My wife ordered a TwoUp 3D printer for  €459.59 (+2x abs spool, heated bed,...) in february (for april pre-order) on the site http://quintessentialuniversalbuildingdevice.com/, i receive my printer in jully, but when i opened the package, i was surprised to see that much parts was missing (motor, filament spool, ...). After lot of ticket support, they just ignore my tickets and make them as resolved without taking a moment to comment them, i can't use this printer since the more importants parts are missing. I'm sad because my wife was very happy to make me this giff, because she knows that i wanted a printer for professional purpose.

So please guys, if you want buy a printer, don't buy this one, else you will certainly regret because im not the only one, lot of ppl are in my case...

----------


## jimc

They have a very long history of shady business practices

----------


## Mjolinor

> They have a very long history of shady business practices


Are they from Little Rock? Isn't that where Bill Clinton came from? Enough said then.  :Smile:

----------


## Geoff

This seems to now be a regular thing for this company, it's a shame, I am sympathetic to those that lost their money. It is mainly the reason I don't back these things anymore, so many of them cannot actually deliver what they promise it's disappointing for the industry.

----------


## Ouserkaf

> This seems to now be a regular thing for this company, it's a shame, I am sympathetic to those that lost their money. It is mainly the reason I don't back these things anymore, so many of them cannot actually deliver what they promise it's disappointing for the industry.


The worst is that I 'm not even a kickstarter backer , I 'm just a customer of their online sales site ... : /

----------


## 3DPBuser

You might be able to sell the parts of your printer to others who need them, and make your money back.

----------


## Ouserkaf

> You might be able to sell the parts of your printer to others who need them, and make your money back.


No, i can't do that, else it would mean that i agree with this compagny, that i accept to be stoled...

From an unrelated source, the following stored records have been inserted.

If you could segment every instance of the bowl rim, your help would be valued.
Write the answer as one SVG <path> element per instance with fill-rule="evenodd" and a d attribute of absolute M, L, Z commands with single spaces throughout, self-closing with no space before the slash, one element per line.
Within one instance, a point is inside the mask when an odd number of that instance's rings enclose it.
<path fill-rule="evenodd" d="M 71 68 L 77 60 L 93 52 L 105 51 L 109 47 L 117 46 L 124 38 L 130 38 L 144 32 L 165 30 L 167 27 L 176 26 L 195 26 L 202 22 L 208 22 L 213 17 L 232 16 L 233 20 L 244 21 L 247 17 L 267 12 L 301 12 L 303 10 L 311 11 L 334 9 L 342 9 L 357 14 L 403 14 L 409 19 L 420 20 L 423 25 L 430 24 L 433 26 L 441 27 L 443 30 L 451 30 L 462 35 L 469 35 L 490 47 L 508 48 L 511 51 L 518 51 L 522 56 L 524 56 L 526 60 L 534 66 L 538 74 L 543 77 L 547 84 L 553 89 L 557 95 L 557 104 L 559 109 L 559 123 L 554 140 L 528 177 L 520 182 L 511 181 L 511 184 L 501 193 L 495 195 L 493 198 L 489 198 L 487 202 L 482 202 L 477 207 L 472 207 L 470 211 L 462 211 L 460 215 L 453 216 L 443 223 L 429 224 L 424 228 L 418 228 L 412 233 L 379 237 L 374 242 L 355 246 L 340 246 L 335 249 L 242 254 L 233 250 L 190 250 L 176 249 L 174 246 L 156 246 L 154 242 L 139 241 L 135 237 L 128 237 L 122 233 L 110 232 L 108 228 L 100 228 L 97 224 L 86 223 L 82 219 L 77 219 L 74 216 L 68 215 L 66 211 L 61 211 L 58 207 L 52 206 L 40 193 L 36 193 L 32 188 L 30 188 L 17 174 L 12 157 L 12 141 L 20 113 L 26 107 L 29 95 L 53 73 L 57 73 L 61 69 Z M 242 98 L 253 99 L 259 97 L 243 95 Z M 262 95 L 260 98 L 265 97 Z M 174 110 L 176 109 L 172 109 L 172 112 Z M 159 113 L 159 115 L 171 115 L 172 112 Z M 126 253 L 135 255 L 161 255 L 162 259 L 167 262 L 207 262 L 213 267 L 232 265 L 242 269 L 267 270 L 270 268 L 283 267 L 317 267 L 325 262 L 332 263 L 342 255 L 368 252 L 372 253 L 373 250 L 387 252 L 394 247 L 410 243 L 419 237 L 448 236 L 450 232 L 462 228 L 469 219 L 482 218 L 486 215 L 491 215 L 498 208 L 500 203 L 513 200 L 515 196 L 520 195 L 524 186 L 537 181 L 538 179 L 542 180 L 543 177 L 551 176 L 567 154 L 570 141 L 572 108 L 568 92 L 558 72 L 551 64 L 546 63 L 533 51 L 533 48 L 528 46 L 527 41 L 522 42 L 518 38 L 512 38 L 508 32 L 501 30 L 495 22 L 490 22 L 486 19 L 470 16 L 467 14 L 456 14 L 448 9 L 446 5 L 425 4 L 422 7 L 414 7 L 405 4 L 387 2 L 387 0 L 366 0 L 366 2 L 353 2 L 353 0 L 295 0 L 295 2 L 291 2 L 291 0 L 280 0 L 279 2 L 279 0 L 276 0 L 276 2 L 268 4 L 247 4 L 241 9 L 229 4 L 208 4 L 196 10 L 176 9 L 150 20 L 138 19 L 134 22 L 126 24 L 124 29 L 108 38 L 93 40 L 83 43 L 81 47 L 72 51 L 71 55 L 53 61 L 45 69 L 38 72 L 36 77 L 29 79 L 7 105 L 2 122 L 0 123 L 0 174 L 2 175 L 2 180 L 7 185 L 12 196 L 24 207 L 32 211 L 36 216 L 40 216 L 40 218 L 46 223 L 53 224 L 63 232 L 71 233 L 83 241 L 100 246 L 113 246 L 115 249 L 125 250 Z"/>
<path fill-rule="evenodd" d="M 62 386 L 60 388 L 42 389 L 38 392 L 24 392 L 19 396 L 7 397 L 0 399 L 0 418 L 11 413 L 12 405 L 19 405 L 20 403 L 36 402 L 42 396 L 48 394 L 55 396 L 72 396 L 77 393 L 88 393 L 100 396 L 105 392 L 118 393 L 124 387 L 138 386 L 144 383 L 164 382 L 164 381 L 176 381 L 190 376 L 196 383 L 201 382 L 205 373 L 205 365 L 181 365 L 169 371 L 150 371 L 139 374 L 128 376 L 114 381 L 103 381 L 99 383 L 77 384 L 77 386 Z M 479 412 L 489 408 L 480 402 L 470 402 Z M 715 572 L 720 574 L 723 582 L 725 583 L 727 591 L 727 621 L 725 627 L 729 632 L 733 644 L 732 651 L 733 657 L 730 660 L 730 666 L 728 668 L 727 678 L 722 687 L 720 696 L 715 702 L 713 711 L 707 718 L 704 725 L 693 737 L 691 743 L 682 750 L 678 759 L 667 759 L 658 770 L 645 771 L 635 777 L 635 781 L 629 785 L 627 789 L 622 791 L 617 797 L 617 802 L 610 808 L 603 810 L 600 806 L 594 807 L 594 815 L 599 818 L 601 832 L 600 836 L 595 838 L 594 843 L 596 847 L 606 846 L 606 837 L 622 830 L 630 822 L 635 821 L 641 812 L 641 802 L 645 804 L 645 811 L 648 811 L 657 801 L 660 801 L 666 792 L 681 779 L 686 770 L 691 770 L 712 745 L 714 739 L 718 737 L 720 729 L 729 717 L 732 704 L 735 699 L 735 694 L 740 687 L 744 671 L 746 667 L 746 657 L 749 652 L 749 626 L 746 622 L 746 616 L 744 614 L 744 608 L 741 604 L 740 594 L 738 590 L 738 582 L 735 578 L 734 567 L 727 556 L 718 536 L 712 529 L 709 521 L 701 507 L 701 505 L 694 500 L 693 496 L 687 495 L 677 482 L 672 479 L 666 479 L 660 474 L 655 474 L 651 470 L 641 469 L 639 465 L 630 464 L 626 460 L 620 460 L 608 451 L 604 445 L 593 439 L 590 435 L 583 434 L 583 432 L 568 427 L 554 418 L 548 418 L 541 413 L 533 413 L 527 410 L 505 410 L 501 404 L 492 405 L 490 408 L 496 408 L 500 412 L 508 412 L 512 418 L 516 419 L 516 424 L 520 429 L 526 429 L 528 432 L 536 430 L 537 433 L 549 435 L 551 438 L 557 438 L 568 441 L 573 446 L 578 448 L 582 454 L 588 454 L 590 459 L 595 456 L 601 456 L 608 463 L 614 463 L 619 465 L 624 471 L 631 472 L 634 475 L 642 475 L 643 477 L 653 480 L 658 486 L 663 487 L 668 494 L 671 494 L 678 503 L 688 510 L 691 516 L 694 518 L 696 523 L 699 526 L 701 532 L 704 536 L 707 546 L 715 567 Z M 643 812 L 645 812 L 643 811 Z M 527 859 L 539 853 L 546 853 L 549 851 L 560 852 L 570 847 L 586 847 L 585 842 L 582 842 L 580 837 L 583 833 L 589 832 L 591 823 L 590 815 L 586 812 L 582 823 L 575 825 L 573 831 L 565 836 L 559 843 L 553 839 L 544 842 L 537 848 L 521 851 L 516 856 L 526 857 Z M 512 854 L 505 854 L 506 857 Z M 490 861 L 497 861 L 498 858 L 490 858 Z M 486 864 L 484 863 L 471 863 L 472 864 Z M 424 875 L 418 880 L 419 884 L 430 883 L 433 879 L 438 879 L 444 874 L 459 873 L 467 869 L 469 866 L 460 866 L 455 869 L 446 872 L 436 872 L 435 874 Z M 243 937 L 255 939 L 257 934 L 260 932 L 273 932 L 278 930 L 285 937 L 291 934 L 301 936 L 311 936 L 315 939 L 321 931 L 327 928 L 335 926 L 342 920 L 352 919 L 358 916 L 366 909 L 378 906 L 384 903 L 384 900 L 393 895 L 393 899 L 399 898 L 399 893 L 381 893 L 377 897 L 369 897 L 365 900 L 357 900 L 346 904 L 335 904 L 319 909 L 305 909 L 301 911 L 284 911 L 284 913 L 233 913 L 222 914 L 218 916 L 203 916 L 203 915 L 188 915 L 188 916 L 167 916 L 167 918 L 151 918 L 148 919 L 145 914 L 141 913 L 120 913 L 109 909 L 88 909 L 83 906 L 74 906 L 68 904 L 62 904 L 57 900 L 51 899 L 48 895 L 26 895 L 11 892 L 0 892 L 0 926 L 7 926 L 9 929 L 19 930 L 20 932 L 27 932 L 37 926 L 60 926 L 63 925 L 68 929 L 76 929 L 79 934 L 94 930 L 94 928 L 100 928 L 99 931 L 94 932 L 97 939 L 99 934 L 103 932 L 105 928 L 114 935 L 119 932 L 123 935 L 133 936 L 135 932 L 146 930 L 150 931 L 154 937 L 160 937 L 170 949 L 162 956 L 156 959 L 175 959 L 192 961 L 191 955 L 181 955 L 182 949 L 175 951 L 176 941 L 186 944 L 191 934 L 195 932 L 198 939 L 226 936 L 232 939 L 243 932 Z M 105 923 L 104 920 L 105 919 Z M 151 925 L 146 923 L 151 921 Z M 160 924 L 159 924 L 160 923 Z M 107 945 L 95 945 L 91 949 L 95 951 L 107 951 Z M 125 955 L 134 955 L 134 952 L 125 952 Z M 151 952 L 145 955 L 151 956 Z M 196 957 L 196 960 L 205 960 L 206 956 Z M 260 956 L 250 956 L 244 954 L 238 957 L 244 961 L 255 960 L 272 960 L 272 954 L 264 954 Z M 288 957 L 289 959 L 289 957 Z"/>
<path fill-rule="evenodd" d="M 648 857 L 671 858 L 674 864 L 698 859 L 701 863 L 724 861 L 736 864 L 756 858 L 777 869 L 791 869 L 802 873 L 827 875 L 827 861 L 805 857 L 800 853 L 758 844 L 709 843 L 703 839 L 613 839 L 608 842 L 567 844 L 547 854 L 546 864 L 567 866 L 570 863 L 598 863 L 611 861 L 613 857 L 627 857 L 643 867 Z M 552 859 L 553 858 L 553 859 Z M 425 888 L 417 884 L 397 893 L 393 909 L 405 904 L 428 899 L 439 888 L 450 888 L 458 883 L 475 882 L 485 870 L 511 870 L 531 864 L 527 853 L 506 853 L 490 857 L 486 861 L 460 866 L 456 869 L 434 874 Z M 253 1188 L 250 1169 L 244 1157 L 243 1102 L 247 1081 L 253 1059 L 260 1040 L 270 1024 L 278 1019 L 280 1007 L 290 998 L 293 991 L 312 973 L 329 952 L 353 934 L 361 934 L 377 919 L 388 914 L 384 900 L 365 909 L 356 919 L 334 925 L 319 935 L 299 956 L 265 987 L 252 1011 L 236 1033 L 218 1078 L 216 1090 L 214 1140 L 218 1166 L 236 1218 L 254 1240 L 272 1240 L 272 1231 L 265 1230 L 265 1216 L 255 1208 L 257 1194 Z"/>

Can anyone say me what is detailed references about some of my missing parts to buy them from an other site :

- AA (nema 17 stepper motor)
- FF (twoup size : 8 mm x 290 rod)
- GG (size : 8 mm x 290 rod - Threaded holes)
- HH (size : 3/8"-12 ACME SCREW)

I tried to find these parts, but i'm not sure they are the good ones... xD

----------


## bernardand

Are they from Little Rock? Isn't that where Bill Clinton came from? Enough said then

----------